Publications Date
Authors
Emily Shava, Lauren E Lipira, Geetha G Beauchamp, Deborah J Donnell, Shahin Lockman, Yuhua Ruan, Yiming Shao
Journal
J Acquir Immune Defic Syndr
PMID
29557855
PMCID
PMC5997518
DOI
10.1097/QAI.0000000000001683
Abstract

Introduction: Understanding the role of opiate dependency treatment in risky sexual behavior could help optimize interventions for people who inject drugs (PWID).

Objectives: We evaluated whether long-term medication-assisted treatment (LT-MAT) of opiate dependency with buprenorphine/naloxone influenced risky sexual behavior among HIV-uninfected PWID and identified predictors of risky sexual behavior.

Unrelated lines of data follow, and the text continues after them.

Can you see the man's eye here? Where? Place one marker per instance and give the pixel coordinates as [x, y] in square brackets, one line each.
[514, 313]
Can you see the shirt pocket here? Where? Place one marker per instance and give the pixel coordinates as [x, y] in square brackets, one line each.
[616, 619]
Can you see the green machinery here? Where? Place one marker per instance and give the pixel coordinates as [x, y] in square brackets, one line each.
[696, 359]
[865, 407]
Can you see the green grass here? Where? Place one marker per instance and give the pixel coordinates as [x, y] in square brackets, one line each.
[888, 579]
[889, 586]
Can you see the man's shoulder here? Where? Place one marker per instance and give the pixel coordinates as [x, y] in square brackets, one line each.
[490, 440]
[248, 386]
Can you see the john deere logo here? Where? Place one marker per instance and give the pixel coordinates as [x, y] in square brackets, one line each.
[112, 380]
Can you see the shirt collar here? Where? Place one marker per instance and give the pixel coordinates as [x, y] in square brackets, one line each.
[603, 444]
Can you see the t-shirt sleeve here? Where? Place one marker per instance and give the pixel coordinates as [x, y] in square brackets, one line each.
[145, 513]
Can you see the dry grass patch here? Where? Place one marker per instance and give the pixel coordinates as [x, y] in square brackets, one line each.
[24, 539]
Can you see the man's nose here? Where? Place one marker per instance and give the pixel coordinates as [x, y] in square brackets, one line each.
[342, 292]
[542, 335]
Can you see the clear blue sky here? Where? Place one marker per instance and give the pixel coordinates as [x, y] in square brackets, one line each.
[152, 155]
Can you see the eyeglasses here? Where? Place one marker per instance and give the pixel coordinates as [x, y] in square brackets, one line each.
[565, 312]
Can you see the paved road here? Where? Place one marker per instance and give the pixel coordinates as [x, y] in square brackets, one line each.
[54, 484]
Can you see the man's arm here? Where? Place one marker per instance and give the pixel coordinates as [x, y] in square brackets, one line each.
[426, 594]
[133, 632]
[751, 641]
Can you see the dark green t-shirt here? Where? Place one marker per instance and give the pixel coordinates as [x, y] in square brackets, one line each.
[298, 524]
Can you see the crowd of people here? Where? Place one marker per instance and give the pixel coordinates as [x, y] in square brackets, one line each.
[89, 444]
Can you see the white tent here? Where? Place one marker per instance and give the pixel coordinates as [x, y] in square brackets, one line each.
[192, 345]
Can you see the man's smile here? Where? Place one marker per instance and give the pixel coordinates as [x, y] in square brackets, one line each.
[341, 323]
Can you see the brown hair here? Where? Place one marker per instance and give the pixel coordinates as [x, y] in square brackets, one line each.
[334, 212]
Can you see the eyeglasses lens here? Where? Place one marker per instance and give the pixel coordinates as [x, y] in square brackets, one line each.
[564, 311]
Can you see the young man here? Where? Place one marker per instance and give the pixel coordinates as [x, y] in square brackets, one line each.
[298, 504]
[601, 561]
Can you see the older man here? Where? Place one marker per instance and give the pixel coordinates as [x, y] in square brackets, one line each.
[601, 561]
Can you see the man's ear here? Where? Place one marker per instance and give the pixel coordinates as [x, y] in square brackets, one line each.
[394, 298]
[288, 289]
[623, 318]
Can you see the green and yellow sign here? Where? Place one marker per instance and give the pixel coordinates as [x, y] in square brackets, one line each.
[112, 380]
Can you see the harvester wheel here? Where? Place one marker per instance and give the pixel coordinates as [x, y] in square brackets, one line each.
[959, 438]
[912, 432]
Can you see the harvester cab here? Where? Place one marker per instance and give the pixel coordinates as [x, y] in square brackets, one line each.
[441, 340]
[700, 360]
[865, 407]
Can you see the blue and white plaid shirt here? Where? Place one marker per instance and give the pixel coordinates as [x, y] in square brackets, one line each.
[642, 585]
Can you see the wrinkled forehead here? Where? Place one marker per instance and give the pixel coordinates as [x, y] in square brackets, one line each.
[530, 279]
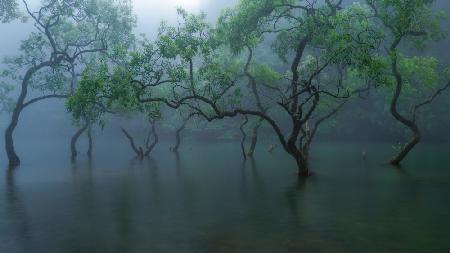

Methods: We used data from HPTN 058, a randomized controlled trial of LT-MAT vs. short-term medication-assisted treatment among PWID in China and Thailand. We evaluated associations between randomized opiate dependency treatment group and self-reported risky sexual behaviors within the past month: condomless sex with primary partner, condomless sex with nonprimary partner, multiple partners, and more than 3 sexual acts. We used generalized estimating equations to conduct intention-to-treat, as-treated, and exploratory analyses of these associations.

Results: Of 1250 participants included in the analysis, 92% were male, with median age of 34 years (interquartile range 28-39). At baseline, referring to the past month, 36% of participants reported condomless sex with primary partner, 4% reported condomless sex with nonprimary partner, 6% reported multiple sex partners, and 30% reported more than 3 sexual acts. Risky sexual behaviors did not differ significantly between treatment groups at any point. Significant predictors (P < 0.05) of condomless sex with nonprimary partner were history of incarceration and noninjection drug use. Number of needle-sharing partners, noninjection drug use, and higher income were predictors for multiple sexual partners.

Conclusions: LT-MAT did not significantly modify risky sexual behavior among HIV-uninfected PWID. Interventions that reduce sexual risk should target PWID with history of incarceration, alcohol use, and needle sharing.